Orchestra Of Constant Distress

Cognitive Dissonance

Label(s) : Riot Season
Sortie : 26 avril 2019

Orchestra Of Constant Distress, Cognitive Dissonance, le tout sortant chez l’intransigeant et vénérable Riot Season : n’en jetez plus, la chronique pourrait s’arrêter là, il me semble que tout est dit. Toutefois, pour être tout à fait exhaustif, précisons que l’orchestre agrafe deux Skull Defekts (Joachim Nordwall, Henrik Rylander) à un Brainbombs/No Balls (Anders Bryngelsson) et un Human Waste (Henrik Andersson). C’est pratique parce que ça permet de sauter l’étape (sûrement utile, toujours pénible) des supposées influences/réminiscences et surtout parce que ça permet de circonscrire le propos : effectivement, ces quatre-là ensemble sonnent exactement comme on imaginait qu’ensemble ils sonneraient. Un riff sur le même riff sur le même riff sur le même riff sur le même riff sur le même riff, du feedback partout et des bruits parasites dans les interstices durant un nombre déraisonnable de minutes, fin du morceau et même combat pour tous les suivants. Enfin, en tout cas, ça c’était pour les deux premiers disques : l’éponyme en 2017 et Distress Test en 2018 que l’on s’enquille certes avec prudence (c’est-à-dire rarement) mais que l’on s’enquille encore néanmoins (dès que le besoin de tester ses limites psychiques devient irrépressible par exemple). Aujourd’hui, c’est un (tout petit) peu différent. Le paradigme semble avoir muté. Pas beaucoup, hein, mais quelque chose a incontestablement changé. La répétition psychopathe et les strates de bruit sont toujours bien présentes mais cette fois-ci, on peut s’accrocher à des ersatz de construction, comme si certains morceaux partant du point A allaient péniblement au B alors que jusqu’ici, ils restaient drastiquement bloqués sur le A et refusaient d’en bouger. Il en va ainsi de Discomfort par exemple qui ouvre Cognitive Dissonance mais pas du tout de Pride planqué en troisième position, retrouvant les élans masochistes qui faisaient l’ordinaire de ses deux aînés. Ces deux bornes suffisent à définir l’album qui, une nouvelle fois, se révèle très addictif.

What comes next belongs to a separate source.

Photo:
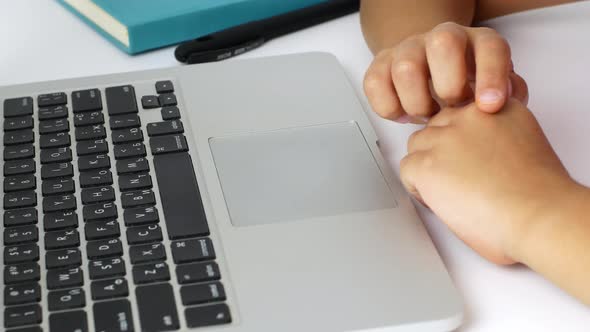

Qu’on ne s’y trompe pas toutefois, Orchestra Of Constant Distress demeure ce truc jusqu’au-boutiste empruntant aux formations qui l’alimentent les traits les plus tordus : le nihilisme, le glauque, l’abrasion, l’écrasement consciencieux et la répétition aliénée. Simplement a-t-on l’impression qu’en entrouvrant légèrement ses persiennes, en invitant la nuance dans l’équation, l’hydre suédoise a encore gagné en pouvoir de nuisance. L’attraction fait désormais jeu égal avec la répulsion et on aime se faire mal avec le disque parce qu’il se montre in fine salement séduisant. Même les variations infimes du presque quart d’heure de Pride aimantent un tout petit peu plus que tout ce que l’Orchestra a pu sortir jusqu’ici. Pourtant, à bien y regarder, rien ne vient arrondir les angles et le morceau n’est ni plus ni moins qu’un long maelström d’ondes corrosives qui se déploient sans se presser. En revanche, la musique montre une clarté nouvelle et – osons – une variété inédite. Les titres se différencient aisément les uns des autres et on arrive à distinguer chaque proto-riff sans faire beaucoup d’efforts (eux qui donnaient auparavant l’impression d’être interchangeables, ce qu’ils n’étaient pas bien sûr). Pour le reste, ne vous attendez pas à écouter quoi que ce soit de confortable, Cognitive Dissonance est certes légèrement moins claustrophobe que Distress Test ou celui d’avant mais l’est nettement plus que n’importe quoi d’autre et s’y lancer, c’est accepter de perdre ses repères et affronter quelque chose d’extrêmement virulent qui s’attaque à l’encéphale comme l’abrasif s’attaque au bois. Mais rien à faire, Gratitude, Hope suivi immédiatement d’Hopelessness, Guilt et leur petits copains psychopathes enferment irrémédiablement dans leur filet les quelques neurones qui subsistent après leur passage dévastateur dans la boite crânienne. Du coup, on comprend – pardon, on ressent – la fumeuse Cognitive Dissonance promise par le titre : c’est infiniment dégueulasse mais encore plus sûrement beau.